The number of abortions carried out in England and Wales since the start of the coronavirus pandemic increased by 4.1 per cent compared with the same period last year.
Between January and June 2020 there were 109,836 abortions compared with 105,540 over the first six months of last year. Over the whole of 2019 there were 207,384 abortions carried out in England and Wales, the highest number since the Abortion Act was introduced in 1967.
At the beginning of the pandemic, the Government introduced temporary legislation to allow women easier access to medical termination in their own homes.
The sharpest rise occurred in April, the first full month of lockdown, with more than 4,500 more abortions compared with the same month last year – 20,546 compared with 16,006 in 2019.
But in May and June 2020, there were fewer abortions compared with the same months of 2019.
The statistics, which were published by the Department of Health and Social Care on Thursday, showed that 86 per cent of terminations were carried out at less than 10 weeks in the first six months of 2020.
Almost half of all abortions in the first half of 2020 were conducted before seven weeks gestation, up from about 40 per cent in the previous year.
Medical abortions, where the woman is given two oral medications to end the pregnancy, accounted for 82 per cent of the total between January and June 2020, up by 10 per cent over the same period last year.
Before lockdown, women were required to attend a clinic for the first phase of a medical abortion, but on March 30 the Government introduced temporary legislation to allow the first medicine to be administered at home and in the homes of medical practitioners.
At-home medical abortion accounted for a third of procedures between April and the end of May, increasing to 51 per cent of medical terminations in June.

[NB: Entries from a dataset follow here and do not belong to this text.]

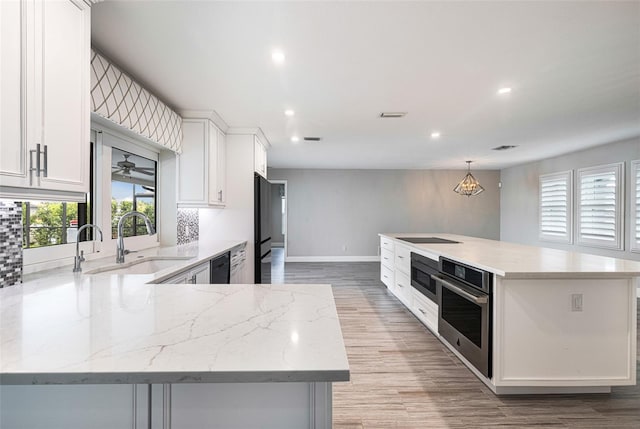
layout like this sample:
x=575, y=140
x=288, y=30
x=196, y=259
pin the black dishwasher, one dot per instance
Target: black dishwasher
x=220, y=267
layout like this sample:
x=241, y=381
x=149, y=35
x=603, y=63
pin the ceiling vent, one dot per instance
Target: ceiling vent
x=393, y=114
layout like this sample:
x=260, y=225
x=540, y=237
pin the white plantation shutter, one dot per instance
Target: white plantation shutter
x=600, y=206
x=556, y=207
x=635, y=206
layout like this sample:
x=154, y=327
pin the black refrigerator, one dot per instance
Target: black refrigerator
x=262, y=229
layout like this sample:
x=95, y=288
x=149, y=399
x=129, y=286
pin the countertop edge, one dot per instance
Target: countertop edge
x=45, y=379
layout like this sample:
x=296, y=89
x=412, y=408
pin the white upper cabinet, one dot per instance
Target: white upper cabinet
x=260, y=158
x=202, y=165
x=45, y=116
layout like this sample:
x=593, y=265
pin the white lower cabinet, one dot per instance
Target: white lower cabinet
x=249, y=405
x=96, y=406
x=200, y=274
x=386, y=276
x=403, y=288
x=425, y=310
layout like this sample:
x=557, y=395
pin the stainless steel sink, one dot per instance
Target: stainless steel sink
x=144, y=265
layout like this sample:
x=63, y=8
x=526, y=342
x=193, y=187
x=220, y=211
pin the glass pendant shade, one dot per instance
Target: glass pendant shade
x=469, y=185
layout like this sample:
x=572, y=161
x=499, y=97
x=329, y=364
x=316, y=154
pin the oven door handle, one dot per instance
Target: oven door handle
x=480, y=300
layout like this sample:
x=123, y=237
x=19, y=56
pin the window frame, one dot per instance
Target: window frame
x=542, y=235
x=634, y=203
x=618, y=170
x=108, y=139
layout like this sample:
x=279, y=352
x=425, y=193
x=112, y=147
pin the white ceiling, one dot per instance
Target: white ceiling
x=574, y=68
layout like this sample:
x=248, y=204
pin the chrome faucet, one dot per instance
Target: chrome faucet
x=79, y=258
x=120, y=251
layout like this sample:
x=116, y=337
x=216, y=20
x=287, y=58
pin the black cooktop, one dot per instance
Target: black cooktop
x=427, y=240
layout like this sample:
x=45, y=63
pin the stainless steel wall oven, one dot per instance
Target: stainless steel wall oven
x=465, y=311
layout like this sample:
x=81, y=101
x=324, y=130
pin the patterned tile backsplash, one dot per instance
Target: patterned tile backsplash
x=187, y=225
x=11, y=239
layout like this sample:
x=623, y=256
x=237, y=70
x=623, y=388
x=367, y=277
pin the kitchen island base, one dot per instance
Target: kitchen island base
x=166, y=406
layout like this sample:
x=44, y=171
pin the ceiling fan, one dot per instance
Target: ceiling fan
x=126, y=167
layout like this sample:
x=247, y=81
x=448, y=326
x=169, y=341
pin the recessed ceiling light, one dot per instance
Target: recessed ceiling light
x=393, y=114
x=277, y=57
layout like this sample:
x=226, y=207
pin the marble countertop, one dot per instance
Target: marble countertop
x=193, y=253
x=513, y=260
x=60, y=327
x=117, y=329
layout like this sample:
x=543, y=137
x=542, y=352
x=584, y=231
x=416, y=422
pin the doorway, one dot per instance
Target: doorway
x=279, y=210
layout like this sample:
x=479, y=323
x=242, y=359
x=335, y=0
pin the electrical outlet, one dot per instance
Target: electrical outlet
x=576, y=302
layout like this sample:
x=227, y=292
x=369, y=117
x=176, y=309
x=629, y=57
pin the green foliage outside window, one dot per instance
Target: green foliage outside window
x=47, y=223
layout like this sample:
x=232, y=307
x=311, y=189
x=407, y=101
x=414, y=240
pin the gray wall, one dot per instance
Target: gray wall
x=340, y=212
x=276, y=214
x=519, y=197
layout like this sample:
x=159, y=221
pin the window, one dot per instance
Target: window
x=599, y=213
x=556, y=201
x=52, y=223
x=635, y=206
x=133, y=185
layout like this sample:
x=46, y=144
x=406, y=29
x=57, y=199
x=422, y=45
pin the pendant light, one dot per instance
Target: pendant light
x=469, y=185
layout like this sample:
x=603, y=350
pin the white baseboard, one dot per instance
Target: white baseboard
x=332, y=259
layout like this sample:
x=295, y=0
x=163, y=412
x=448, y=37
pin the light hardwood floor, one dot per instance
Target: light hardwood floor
x=403, y=377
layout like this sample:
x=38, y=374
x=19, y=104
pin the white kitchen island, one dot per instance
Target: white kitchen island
x=542, y=340
x=112, y=351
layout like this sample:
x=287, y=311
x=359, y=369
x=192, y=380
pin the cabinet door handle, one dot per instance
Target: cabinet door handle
x=46, y=159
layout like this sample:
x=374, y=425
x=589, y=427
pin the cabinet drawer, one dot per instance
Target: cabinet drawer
x=425, y=310
x=386, y=276
x=403, y=288
x=403, y=258
x=387, y=258
x=386, y=243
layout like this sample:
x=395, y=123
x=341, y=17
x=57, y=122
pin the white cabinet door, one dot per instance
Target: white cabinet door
x=192, y=164
x=200, y=274
x=201, y=165
x=180, y=278
x=101, y=406
x=212, y=172
x=221, y=191
x=13, y=162
x=62, y=48
x=45, y=98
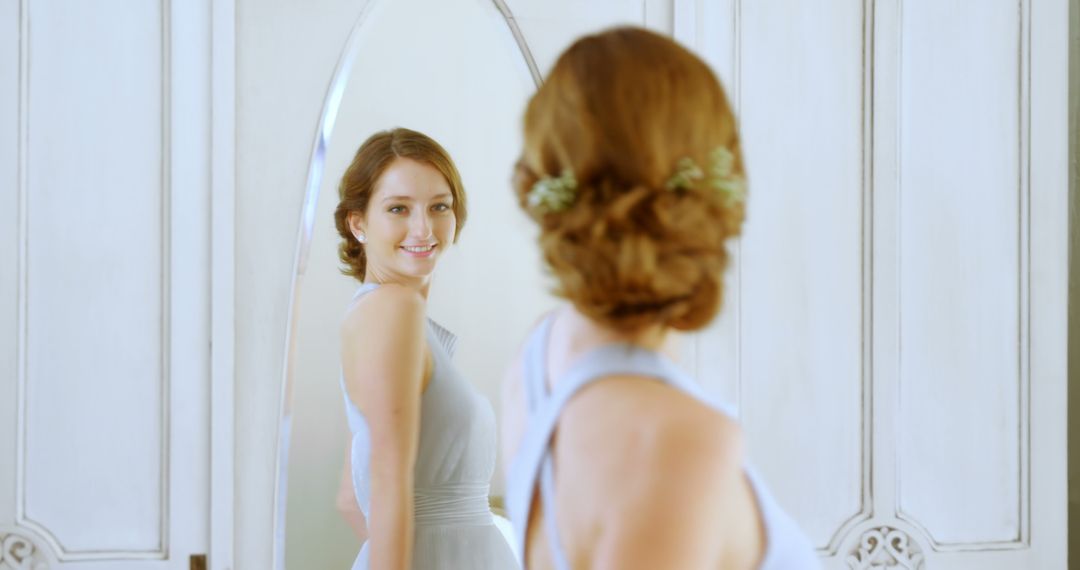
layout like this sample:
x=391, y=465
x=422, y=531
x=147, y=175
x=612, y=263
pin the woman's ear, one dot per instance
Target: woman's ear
x=356, y=226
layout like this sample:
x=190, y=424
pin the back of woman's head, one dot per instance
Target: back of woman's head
x=633, y=171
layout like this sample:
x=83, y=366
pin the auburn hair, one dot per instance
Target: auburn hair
x=620, y=109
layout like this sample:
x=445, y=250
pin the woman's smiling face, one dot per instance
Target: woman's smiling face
x=408, y=224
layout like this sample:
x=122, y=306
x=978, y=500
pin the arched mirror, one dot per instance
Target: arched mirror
x=459, y=71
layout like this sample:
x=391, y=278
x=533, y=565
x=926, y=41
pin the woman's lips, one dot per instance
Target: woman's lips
x=419, y=250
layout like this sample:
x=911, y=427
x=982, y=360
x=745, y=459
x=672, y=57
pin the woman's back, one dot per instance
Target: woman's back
x=649, y=474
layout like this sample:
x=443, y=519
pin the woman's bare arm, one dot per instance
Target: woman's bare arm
x=383, y=362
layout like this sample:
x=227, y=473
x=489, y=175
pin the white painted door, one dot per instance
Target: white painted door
x=105, y=308
x=895, y=333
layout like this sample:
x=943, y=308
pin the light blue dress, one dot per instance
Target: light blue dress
x=454, y=526
x=786, y=546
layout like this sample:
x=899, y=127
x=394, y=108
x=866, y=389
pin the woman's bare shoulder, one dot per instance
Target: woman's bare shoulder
x=380, y=307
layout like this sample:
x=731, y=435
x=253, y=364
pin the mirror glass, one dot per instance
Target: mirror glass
x=456, y=71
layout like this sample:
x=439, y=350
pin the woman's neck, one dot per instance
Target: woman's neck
x=588, y=331
x=421, y=285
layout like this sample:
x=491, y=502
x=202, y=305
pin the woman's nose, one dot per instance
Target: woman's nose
x=420, y=226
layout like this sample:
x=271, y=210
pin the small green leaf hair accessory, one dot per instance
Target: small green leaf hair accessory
x=721, y=176
x=731, y=186
x=554, y=194
x=686, y=173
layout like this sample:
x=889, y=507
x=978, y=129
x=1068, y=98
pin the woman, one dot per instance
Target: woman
x=422, y=450
x=633, y=172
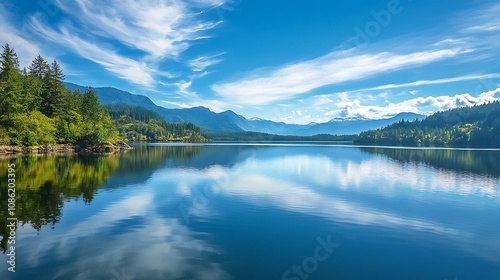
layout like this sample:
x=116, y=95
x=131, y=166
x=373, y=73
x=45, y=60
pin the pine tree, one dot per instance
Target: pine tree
x=53, y=91
x=11, y=83
x=39, y=67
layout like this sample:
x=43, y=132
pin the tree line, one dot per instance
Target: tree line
x=467, y=126
x=36, y=108
x=137, y=123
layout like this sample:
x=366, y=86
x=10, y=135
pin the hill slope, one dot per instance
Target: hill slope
x=229, y=121
x=467, y=126
x=137, y=123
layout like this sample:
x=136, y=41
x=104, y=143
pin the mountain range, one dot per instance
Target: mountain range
x=229, y=121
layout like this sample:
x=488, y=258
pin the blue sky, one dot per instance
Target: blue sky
x=291, y=61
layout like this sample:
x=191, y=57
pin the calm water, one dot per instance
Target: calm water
x=257, y=212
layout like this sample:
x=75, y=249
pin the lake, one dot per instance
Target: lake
x=257, y=211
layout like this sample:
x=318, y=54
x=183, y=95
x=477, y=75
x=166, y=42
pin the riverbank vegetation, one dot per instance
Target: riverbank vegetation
x=472, y=126
x=37, y=109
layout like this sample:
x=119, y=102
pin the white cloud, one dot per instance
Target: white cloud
x=26, y=50
x=354, y=108
x=159, y=28
x=126, y=68
x=291, y=80
x=153, y=30
x=199, y=64
x=484, y=20
x=485, y=78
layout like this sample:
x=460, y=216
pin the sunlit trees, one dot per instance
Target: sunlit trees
x=36, y=108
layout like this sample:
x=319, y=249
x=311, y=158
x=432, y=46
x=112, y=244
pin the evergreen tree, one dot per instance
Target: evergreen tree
x=39, y=67
x=11, y=83
x=53, y=91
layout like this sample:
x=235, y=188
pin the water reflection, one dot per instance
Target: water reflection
x=474, y=161
x=44, y=183
x=121, y=212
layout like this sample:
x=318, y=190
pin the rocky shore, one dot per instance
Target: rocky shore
x=65, y=148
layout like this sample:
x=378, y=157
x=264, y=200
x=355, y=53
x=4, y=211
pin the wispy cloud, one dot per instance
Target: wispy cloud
x=348, y=108
x=26, y=50
x=201, y=63
x=159, y=28
x=337, y=67
x=124, y=67
x=484, y=20
x=150, y=30
x=433, y=82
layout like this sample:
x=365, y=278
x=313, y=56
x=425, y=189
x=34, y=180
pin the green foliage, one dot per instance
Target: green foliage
x=36, y=108
x=257, y=136
x=136, y=123
x=467, y=126
x=31, y=129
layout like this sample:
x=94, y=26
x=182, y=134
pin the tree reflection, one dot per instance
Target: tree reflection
x=473, y=161
x=43, y=183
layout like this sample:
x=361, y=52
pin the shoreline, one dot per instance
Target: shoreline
x=64, y=149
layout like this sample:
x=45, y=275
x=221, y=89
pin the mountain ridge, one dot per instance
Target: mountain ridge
x=229, y=121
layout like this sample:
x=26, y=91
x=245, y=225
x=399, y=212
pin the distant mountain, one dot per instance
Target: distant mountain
x=229, y=121
x=351, y=126
x=108, y=95
x=200, y=116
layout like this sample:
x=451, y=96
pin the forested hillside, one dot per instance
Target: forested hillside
x=468, y=126
x=136, y=123
x=36, y=108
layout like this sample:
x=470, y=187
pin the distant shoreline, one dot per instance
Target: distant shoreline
x=64, y=149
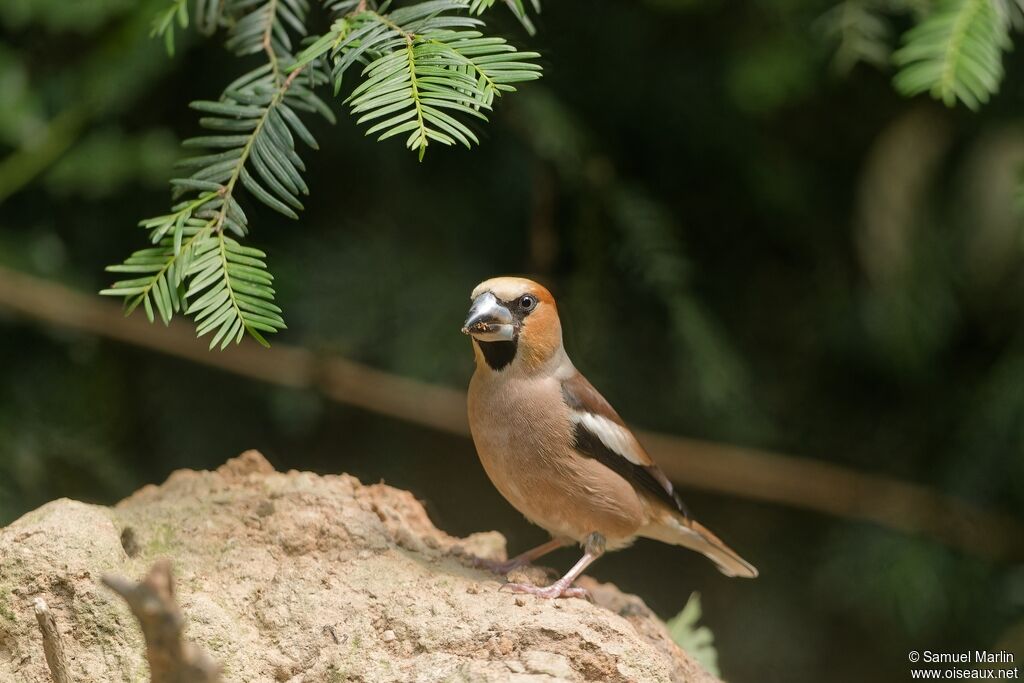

Dr Jonathan Lord, medical director for women’s health charity Marie Stopes UK, said: “Waiting times have reduced significantly, easing the distress of an unwanted pregnancy and reducing the already low complication rate even further.”
The British Pregnancy Advisory Service (BPAS) also considered the statistics to be positive.
Clare Murphy, BPAS deputy chief executive, said: “These figures illustrate that access to abortion care has been one of the few healthcare success stories of this pandemic, with women able to obtain the help and support they need earlier in pregnancy.”
But anti-abortion organisation Right to Life UK criticised what it termed “DIY abortions” and called the rise in terminations “a national tragedy”.
Right to Life spokeswoman Catherine Robinson said: “This year we’ve come together as a nation and made great sacrifices to protect the vulnerable from Covid-19. Sadly, at the very same time as protecting one group of vulnerable people, we as society have also ended thousands of young vulnerable lives through abortion.”